With the world in recession since the first quarter of 2020, asset prices have been misaligned to economic realities for most of the year. Following a rapid downturn, the markets spent much of the summer in a V-shaped “levitation mode,” according to Dr. Catherine L. Mann, the Global Chief Economist at Citibank, whereas the economy was, at best, treading water.
The reasons markets were mispricing economic realities are many (and there continue to be major discrepancies even as recent months see drastic market swings and an expanding economy). Still, viewing the financial markets’ earnings as a statement about where 2021 is headed is difficult, given the limitations of the government’s fiscal and monetary policy responses to the pandemic to date.
“In order to ratify what the financial markets are telling us, that there has to be more,” says Dr. Mann. “There has to be something that’s going to catalyze a return to private investment business investment, that will be supportive of employment, because ultimately those are the two underpinnings of consumer strength in the economy. That consumer strength is what’s going to ratify the financial markets’ earnings. And I don’t think we have that yet.”
Responding along with the U-shaped recovery
Not only is the prospect of additional federal assistance to U.S. consumers or businesses unlikely ahead of the November elections, it also may not be enough. The pandemic has had unique characteristics as a driver of recession – compelling a faster market free-fall than the Great Depression, for example – and it arrived at a time when the corporate sector is much more leveraged than it was during the 2008 global financial crisis.
To survive these times and prevent bankruptcy, many businesses will need to “spend less and save more,” according to Dr. Nouriel Roubini, a professor of economics at NYU’s Stern School of Business and the CEO of Roubini Macro Associates LLC. They can do so by reducing labor costs, for example, and limiting new investments.
The uncertainty and risk-aversion of businesses, coupled with decreased consumer spending due to lost jobs, means the recovery will be “U-shaped at best,” says Dr. Roubini.
The risk of a W-shaped (or “double-dip”) recession is still in play as well, as countries face the threat of a second wave of the virus (and the fallout of multiple U.S. states having re-opened their economies). Worse is the possibility of an L-shape, in which over-monetization of the deficit through aggressive long-term policy actions leads to eventual stagflation.

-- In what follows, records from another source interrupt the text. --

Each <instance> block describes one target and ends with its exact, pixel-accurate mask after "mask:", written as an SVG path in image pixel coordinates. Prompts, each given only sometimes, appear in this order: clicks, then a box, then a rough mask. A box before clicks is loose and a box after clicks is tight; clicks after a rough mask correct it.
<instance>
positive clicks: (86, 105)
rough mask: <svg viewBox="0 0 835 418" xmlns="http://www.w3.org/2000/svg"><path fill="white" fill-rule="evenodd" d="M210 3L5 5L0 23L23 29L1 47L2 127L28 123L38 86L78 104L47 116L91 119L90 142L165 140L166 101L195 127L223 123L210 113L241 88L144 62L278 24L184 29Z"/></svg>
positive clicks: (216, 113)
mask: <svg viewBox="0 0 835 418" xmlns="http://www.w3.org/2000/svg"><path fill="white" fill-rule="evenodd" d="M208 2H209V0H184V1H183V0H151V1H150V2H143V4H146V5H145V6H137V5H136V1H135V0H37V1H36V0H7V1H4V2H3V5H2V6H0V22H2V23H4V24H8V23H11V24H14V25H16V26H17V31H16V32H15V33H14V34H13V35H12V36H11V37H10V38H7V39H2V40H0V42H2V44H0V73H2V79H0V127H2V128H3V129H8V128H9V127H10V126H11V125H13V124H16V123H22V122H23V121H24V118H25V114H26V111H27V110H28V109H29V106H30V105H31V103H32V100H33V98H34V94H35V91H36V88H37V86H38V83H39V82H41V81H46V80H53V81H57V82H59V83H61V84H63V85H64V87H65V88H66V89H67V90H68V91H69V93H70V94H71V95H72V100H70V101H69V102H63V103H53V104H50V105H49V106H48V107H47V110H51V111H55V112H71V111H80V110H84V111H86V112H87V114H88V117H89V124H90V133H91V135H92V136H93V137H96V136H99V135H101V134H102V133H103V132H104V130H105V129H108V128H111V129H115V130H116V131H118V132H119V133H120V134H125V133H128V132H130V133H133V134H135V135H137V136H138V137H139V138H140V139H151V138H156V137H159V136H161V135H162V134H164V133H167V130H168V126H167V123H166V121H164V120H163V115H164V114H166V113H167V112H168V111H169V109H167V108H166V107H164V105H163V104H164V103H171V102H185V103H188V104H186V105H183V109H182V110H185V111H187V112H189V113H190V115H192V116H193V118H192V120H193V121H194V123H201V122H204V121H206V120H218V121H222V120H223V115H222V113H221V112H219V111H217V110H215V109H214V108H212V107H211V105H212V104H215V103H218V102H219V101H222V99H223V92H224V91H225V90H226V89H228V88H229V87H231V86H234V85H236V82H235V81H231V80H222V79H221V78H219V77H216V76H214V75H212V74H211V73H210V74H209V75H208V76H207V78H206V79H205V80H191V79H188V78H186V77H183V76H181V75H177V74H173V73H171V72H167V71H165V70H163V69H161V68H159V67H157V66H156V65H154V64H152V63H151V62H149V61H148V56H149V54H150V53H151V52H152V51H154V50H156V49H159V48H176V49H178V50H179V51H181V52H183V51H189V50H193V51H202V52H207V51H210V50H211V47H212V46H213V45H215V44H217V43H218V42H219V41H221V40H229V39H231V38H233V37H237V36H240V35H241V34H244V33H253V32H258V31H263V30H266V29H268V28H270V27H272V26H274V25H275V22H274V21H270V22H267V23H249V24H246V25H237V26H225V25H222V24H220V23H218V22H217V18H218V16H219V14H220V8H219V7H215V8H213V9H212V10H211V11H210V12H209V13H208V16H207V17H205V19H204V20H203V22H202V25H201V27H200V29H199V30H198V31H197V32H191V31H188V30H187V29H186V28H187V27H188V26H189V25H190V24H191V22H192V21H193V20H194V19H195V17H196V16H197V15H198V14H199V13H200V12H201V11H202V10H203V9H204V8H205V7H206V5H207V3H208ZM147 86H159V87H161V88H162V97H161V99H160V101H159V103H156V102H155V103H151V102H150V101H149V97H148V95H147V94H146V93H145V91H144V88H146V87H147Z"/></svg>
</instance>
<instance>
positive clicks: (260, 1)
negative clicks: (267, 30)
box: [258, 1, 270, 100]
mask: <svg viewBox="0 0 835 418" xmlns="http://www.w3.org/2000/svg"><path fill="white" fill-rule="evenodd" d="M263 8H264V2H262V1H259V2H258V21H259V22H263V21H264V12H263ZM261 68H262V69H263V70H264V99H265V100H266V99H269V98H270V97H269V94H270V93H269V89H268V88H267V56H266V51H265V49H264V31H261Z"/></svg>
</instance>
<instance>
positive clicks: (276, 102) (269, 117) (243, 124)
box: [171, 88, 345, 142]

Rebuilding using structured decisions
There’s no playbook for a U-shaped recovery, but investors are in a position to help realize it with what they support.
“To my mind, this is not an environment to be adding leverage [or] to be taking bold, heroic investments,” says Simon Pilcher, CEO of USS Investment Management Ltd. His firm instead views this as a time to “protect investments we’ve already made” while still “looking out for opportunities that we think will be robust going forward.”
Most importantly, USS is supporting the management of and deploying of capital to portfolio companies they believe can thrive – especially those with a fundamentally strong business model, but that may be over-leveraged or have too little cash in the short term. The focus is on providing support “that will be in the interests of the businesses and the employees that we’ve invested behind.”
As for reallocations, USS looks out for upward-downward potential. When its U.S. fixed-income assets began outperforming all other assets, for example, the firm used that as an opportunity to reposition a lot of its holdings back into the U.K., where those equivalent assets had not performed as strongly (perceiving more scope for downward reactions in the U.S. and upward movements in the U.K.).